The U.S. Mine Safety and Health Administration on Feb. 29 released its report on the September accident at the Kensington gold mine, about 45 miles from Juneau. Coeur d’Alene is based in Idaho. Mine worker Joseph Tagaban, 30, was killed in a rock blast.
According to the investigation report, Tagaban and another worker were blasting when the accident occurred. The rock and debris that hit Tagaban passed through a 3-inch diameter drill hole that intersected the blast site. Tagaban was about 200 feet from the blast site and in line with the drill hole when the blast was initiated, the report states.
The agency found that an adequate examination was not done to check for hazards prior to workers initiating the production blast. It said people were not trained to be out of the blast area or in a place that would protect them from concussion, flying material or gases. It also said the blaster and the blaster’s helper, Tagaban, were not given a blasting shelter or removed from the blast area for their protection.

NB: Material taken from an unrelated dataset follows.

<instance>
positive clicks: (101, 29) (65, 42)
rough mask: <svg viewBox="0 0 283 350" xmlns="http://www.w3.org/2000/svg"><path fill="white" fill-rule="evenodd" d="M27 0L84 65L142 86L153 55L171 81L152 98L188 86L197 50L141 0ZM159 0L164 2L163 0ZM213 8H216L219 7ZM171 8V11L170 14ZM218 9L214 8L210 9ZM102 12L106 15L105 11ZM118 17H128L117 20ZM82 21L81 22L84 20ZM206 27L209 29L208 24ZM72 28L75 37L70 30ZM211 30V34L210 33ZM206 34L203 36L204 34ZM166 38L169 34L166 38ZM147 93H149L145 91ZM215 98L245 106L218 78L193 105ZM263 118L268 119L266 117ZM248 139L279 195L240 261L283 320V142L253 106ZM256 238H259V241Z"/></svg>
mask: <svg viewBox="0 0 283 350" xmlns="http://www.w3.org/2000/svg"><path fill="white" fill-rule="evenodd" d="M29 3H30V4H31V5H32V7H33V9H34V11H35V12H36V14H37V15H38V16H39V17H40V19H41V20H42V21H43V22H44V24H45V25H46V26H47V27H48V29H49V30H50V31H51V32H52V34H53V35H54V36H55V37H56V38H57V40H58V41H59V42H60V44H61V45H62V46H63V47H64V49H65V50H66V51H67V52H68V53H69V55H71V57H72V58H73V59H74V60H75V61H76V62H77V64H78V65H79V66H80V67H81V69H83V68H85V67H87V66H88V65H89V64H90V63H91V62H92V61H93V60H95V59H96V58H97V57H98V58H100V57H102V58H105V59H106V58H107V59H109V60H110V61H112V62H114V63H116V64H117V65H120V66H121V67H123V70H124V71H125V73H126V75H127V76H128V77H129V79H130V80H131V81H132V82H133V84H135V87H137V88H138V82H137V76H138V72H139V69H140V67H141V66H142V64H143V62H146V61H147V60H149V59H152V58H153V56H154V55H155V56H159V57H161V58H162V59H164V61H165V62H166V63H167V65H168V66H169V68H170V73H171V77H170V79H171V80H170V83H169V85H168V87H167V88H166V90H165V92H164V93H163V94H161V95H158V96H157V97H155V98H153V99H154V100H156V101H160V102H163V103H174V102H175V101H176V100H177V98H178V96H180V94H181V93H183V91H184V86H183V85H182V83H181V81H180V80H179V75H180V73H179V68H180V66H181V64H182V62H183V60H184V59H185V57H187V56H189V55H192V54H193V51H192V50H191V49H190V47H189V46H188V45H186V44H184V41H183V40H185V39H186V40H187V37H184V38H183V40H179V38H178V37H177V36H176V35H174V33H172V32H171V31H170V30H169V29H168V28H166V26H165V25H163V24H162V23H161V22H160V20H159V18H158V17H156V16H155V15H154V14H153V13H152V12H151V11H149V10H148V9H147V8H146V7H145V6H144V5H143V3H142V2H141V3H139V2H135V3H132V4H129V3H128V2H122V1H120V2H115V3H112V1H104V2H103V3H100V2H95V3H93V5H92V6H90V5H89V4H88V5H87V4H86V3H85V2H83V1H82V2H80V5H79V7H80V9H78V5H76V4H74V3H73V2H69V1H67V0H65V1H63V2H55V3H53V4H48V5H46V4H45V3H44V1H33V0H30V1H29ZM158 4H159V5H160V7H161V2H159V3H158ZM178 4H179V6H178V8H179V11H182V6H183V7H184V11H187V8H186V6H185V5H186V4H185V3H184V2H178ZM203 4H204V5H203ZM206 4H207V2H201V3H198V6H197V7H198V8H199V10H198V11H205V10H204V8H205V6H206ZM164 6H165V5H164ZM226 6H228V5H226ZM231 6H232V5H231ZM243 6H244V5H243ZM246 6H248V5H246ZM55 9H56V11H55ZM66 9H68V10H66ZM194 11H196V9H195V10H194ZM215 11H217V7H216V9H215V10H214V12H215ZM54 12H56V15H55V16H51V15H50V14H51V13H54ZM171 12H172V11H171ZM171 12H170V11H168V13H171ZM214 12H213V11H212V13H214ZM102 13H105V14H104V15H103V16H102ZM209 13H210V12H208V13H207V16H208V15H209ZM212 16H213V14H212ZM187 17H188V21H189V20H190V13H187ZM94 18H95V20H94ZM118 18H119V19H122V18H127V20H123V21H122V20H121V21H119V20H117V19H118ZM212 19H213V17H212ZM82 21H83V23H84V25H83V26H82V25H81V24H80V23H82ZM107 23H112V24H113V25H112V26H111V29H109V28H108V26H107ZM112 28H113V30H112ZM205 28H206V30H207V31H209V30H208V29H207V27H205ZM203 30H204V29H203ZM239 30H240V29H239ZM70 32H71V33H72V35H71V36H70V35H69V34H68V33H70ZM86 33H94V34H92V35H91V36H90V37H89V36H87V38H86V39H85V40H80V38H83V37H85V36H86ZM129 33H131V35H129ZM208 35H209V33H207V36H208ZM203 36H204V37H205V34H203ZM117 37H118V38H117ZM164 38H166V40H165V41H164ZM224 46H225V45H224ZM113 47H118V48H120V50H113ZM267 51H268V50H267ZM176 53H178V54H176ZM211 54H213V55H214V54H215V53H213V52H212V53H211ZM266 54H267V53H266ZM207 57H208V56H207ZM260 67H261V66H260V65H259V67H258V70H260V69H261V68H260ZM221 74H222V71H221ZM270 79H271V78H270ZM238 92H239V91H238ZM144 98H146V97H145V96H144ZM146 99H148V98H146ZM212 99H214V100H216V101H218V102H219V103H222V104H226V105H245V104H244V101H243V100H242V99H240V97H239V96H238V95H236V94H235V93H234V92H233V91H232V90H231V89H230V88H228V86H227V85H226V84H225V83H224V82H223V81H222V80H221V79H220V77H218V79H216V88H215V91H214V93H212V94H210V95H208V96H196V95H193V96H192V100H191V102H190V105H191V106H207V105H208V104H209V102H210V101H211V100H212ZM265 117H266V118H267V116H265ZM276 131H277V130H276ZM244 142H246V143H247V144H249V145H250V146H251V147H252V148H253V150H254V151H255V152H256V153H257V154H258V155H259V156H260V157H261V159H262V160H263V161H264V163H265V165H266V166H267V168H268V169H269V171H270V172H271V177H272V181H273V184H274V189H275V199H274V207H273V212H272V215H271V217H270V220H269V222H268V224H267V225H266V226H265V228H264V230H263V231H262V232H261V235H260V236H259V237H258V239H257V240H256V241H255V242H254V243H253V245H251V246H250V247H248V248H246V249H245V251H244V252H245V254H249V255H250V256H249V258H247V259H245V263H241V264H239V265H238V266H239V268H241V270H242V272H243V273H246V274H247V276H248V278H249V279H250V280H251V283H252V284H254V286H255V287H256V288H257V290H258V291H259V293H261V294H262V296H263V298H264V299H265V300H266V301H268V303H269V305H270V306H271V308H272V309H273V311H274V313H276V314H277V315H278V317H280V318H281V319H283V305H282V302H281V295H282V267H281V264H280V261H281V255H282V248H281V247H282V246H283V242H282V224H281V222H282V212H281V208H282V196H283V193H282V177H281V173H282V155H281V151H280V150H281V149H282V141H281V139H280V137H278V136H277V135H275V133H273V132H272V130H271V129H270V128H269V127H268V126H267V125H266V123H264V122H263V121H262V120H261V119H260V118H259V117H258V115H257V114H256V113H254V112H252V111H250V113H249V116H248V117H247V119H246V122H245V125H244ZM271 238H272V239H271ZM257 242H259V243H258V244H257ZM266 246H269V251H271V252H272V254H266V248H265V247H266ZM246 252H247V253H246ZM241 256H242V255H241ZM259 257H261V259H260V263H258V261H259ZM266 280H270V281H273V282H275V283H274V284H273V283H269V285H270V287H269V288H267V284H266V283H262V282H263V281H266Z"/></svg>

The agency said the mine company has taken corrective action, including implementing new policies and procedures for blasting that removes everyone from the blast area. Management also has provided additional training to help workers better check for hazards or identify diamond drill holes before conducting work, like blasting.
Amy Louviere, an agency spokeswoman, said Coeur d’Alene Mines Corp. made the changes they needed to make but will likely still be fined.
A message was left with a company spokeswoman.
Kensington began commercial production in July 2010.